Algunos funcionarios minimizan el problema recordando que un aumento de los
precios del 8 al 15% anual es irrelevante en comparación a la carestía de los
años 80 o a la hiperinflación de los 90. Pero en la actualidad, cada punto de
inflación sin compensación salarial agrega 125.000 nuevos pobres a un infierno
de miseria que no existía en esa época.
El incremento promedio del 4% de los precios minoristas durante el primer
trimestre incluyó una suba del 5,9% de la canasta de alimentos, que afecta
directamente a los desamparados. Si el repunte inflacionario no tiene
contrapesos en aumentos de sueldos y subvenciones a los desempleados, medio
millón de pobres se agregarán al 40% de la población que no cubre sus
necesidades básicas. Existe un segmento fronterizo de 9% de cuasipobres que
recaerá en la miseria si persiste la carestía.
La inflación tiene numerosas raíces en un país con precios históricamente tan
descontrolados. Pero el resurgimiento actual no obedece a las distintas
hipótesis que manejan los funcionarios del gobierno.
EL FANTASMA DE LOS SALARIOS.
Lavagna ha retomado el viejo diagnóstico patronal de la inflación por salarios
para culpabilizar a los trabajadores por la carestía. Por eso intenta eliminar
los aumentos por decreto y quiere condicionar la recuperación de los sueldos a
incrementos de la productividad, negociados con cada sector empresario. Presenta
este mensaje como un acto de protección hacia los pobres, recordando que "en la
carrera contra los precios siempre pierden los salarios". Pero no menciona que
los capitalistas necesitan el auxilio de sus ministros para ganar este puja.

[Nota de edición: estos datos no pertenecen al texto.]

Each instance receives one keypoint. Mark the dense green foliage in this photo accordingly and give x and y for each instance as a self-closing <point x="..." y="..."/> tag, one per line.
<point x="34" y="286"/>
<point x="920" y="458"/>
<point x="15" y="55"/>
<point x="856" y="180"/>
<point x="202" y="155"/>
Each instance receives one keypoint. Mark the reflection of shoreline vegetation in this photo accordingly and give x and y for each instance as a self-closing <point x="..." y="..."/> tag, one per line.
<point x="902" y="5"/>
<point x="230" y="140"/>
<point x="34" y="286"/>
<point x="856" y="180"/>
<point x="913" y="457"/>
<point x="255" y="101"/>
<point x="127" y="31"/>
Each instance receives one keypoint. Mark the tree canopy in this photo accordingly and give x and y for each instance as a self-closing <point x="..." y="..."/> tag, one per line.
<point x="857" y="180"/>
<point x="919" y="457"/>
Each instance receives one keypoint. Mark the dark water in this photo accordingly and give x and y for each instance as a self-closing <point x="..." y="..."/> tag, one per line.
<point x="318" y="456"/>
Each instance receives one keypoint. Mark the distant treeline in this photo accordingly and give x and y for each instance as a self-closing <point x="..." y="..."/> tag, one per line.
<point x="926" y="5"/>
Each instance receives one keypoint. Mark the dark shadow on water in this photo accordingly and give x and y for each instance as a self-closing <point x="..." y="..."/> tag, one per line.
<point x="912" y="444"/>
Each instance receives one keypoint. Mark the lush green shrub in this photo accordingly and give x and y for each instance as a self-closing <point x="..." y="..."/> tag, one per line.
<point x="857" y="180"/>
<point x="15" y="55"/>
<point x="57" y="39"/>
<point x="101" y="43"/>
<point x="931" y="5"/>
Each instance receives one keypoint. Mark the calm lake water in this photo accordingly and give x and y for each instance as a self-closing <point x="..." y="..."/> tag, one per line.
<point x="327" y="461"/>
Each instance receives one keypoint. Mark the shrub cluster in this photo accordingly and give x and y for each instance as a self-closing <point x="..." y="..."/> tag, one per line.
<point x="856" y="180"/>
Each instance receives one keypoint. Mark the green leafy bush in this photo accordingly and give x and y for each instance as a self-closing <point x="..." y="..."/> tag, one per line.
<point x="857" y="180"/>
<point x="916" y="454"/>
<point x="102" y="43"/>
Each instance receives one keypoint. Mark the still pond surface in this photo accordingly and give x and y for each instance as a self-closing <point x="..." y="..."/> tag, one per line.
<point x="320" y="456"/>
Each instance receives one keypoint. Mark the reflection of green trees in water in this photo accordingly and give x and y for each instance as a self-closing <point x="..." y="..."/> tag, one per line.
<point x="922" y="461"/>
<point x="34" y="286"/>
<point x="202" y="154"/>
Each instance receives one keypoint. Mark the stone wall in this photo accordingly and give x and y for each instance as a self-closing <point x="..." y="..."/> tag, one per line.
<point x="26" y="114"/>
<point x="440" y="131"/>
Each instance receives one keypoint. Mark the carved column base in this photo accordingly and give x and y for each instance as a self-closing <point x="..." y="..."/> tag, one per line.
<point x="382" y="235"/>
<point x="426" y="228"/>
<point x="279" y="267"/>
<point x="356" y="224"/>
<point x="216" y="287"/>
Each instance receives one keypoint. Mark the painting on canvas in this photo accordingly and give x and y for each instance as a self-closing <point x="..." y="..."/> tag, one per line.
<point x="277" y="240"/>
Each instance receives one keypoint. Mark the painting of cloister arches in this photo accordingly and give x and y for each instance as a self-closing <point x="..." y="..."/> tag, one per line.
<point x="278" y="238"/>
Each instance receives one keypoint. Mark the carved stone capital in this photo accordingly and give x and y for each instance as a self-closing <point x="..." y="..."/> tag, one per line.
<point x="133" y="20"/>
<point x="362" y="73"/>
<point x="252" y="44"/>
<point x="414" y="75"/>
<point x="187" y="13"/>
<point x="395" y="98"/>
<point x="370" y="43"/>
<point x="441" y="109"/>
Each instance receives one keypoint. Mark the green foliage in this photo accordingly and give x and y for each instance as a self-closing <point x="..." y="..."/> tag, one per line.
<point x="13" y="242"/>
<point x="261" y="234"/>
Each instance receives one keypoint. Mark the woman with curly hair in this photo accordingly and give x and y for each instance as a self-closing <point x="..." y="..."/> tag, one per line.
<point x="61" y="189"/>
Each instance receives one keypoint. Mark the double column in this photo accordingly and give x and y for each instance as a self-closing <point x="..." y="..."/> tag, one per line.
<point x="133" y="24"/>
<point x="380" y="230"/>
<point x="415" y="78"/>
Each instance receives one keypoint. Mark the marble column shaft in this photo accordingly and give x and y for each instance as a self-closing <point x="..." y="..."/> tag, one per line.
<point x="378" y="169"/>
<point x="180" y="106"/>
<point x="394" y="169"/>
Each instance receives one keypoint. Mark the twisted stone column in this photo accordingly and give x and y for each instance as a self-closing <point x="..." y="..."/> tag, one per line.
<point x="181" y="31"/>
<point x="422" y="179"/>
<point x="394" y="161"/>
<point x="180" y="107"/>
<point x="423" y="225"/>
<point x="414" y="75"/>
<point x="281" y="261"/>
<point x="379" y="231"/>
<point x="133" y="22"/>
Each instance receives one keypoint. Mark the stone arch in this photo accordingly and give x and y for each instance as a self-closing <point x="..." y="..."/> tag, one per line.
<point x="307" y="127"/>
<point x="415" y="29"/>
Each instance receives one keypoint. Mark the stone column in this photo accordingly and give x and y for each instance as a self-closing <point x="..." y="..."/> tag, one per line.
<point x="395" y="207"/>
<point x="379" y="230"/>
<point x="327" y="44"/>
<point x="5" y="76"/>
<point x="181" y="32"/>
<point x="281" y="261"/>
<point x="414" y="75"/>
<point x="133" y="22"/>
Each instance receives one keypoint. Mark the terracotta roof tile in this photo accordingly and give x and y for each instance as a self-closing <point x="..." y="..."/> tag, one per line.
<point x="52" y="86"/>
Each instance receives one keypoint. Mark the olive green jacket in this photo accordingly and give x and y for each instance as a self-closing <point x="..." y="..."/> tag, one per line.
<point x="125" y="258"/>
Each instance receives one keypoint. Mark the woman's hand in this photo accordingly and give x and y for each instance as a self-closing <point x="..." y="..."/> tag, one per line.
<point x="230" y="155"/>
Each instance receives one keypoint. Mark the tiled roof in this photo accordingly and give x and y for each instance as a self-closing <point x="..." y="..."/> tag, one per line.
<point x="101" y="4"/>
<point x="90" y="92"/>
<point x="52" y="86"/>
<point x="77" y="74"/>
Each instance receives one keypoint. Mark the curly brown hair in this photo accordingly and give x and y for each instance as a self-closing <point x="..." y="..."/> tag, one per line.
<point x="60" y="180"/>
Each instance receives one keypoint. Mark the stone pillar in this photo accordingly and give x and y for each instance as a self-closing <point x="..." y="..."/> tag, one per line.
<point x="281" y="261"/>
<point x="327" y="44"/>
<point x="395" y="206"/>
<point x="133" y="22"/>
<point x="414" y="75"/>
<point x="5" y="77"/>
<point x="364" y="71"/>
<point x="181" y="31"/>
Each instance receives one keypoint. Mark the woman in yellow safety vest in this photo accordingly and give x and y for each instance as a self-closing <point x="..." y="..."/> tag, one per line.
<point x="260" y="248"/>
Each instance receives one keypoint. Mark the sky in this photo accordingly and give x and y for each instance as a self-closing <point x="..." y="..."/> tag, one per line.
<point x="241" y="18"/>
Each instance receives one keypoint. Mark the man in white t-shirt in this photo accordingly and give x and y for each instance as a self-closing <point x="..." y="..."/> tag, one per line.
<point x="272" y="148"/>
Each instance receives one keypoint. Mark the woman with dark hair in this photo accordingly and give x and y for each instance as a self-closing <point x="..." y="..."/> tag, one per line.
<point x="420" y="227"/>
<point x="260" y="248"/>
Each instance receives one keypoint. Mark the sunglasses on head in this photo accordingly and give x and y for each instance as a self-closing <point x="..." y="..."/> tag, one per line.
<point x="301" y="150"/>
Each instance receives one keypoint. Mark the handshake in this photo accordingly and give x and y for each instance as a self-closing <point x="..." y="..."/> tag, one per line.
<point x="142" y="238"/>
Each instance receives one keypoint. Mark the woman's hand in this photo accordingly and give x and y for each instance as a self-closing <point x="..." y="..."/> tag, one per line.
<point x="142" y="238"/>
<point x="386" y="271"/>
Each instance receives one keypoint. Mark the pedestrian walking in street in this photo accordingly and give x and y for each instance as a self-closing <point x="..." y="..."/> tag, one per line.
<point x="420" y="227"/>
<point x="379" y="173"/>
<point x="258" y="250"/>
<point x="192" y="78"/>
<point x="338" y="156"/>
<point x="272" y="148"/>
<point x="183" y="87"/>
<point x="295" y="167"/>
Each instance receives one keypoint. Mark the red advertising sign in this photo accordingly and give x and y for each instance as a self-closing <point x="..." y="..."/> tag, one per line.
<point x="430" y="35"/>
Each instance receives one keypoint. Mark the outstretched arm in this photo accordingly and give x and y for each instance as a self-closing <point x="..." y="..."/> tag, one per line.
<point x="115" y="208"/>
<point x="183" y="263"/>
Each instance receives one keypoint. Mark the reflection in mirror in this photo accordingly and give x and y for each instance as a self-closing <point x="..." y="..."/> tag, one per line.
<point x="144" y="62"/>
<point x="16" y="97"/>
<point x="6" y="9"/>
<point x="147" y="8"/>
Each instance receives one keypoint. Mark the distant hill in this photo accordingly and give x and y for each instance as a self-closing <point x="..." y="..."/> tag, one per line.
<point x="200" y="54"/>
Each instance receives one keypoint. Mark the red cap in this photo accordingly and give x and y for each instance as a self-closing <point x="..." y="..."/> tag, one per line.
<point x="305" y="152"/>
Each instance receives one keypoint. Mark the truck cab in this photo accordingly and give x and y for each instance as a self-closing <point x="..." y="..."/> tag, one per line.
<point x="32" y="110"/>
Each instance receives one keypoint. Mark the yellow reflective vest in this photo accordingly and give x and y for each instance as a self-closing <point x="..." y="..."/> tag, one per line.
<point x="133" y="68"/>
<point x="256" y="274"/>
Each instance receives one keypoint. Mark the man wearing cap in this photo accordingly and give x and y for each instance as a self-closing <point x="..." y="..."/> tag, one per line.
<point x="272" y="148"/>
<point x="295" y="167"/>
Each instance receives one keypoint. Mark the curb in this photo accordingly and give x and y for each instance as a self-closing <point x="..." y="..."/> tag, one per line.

Si la inflación dependiera del salario, el derrumbe actual de los sueldos
debería mantener planchado a los precios. Son los capitalistas y no los
trabajadores quiénes manejan esta variable, introduciendo remarcaciones frente a
una suba de los sueldos. Avalar este traslado como una reacción natural
presupone asumir la visión de los empresarios, porque el salario constituye un
costo sólo para ellos. Para los trabajadores es un ingreso que disminuye en
términos reales cuándo hay inflación.
Atribuir en la actualidad la inflación al costo salarial es completamente
absurdo, porque esta variable se ubica en un 20 o 30% por debajo del nivel
vigente antes de la devaluación. Los capitalistas han logrado un ahorro que solo
difiere según la rama, el destino de los bienes y la productividad de cada
firma. Todos los empresarios lucran con el retroceso de los salarios reales que
en promedio se ubican un 13% por debajo de diciembre del 2001. Esta pérdida es
menor entre los trabajadores del sector privado formal, pero se eleva al 28 %
entre los empleados públicos y al 26% entre los informales.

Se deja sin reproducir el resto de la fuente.